ただ、もらってみると、万年筆と言うのは、なんだかしんと心が振り出しに戻るような、あるいは、はじめて何かを自分の手で綴った時の「あこがれ」にようやくたどり着いたような、不思議な感慨のある執筆道具なのだった。
わたしは本を読む少女だったので、きっといつかの誕生日には、綺麗な万年筆を贈ってもらえるのだと、漠然とした期待を抱いて生きてきた。
本の中ではしばしば、少年少女(少年の方が多かったけれど)が大人になる一歩手前、あるいは成人のお祝いとして、箱に入った持ち重りのする万年筆を贈られていた。
それは多くは、書斎を構えているような祖父からの贈り物であり、ときどきは、気難しい父からのものを、とりなし役の母がそっと旅立つ息子に渡す、というシチュエーションで登場したりした。
本の中の彼ら・彼女らはだいたいにおいて、本を読むのが好きで、しばしば自分で書き物もし、小さい頃にはプレゼントとして本を贈られるタイプの子どもだった。
たからわたしも、大きくなったら万年筆がもらえるのだと、なぜかほとんど「人生の規定事項」のように思っていた。
世の中にはいろんな方法で日々を記憶する人がいて、それがある人にとっては親しい誰かとのおしゃべりだったり、また別のある人にとっては丸ごと瞬間を切り取る写真だったり、さらに別のある人にとってはアルバム代わりにする記念の買い物だったりする。
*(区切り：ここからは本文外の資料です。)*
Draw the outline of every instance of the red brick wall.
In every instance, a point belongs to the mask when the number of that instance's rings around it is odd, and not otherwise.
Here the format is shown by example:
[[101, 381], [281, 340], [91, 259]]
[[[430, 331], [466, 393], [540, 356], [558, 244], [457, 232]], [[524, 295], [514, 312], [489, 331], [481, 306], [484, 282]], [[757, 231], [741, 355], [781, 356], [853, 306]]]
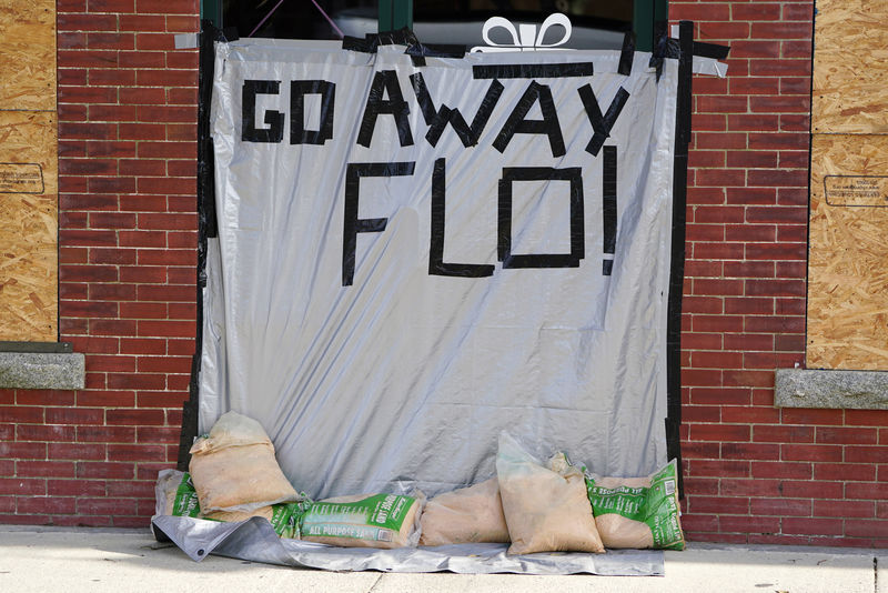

それがわたしの場合は、シンプルに「綴る」ということだったのを、この数年、ずいぶんとさぼってきた。
それをいちばん近くで見ていた人から贈られたものが、シンプルな筆記用具であったという事実が、わたしがこの数年腑抜けていたことの証明だと思う。
成人式から8年経って、はじめてもらった万年筆は、誕生日のBOXではなく、クリスマスのバッグの中に入っていた。
なんだか遅れてやってきた卒業証書のようで、でも一方で、もう一度届いた入学許可書のようで、それはつまり、珍しく年を越す前に、「来年の目標」が決まった瞬間だった。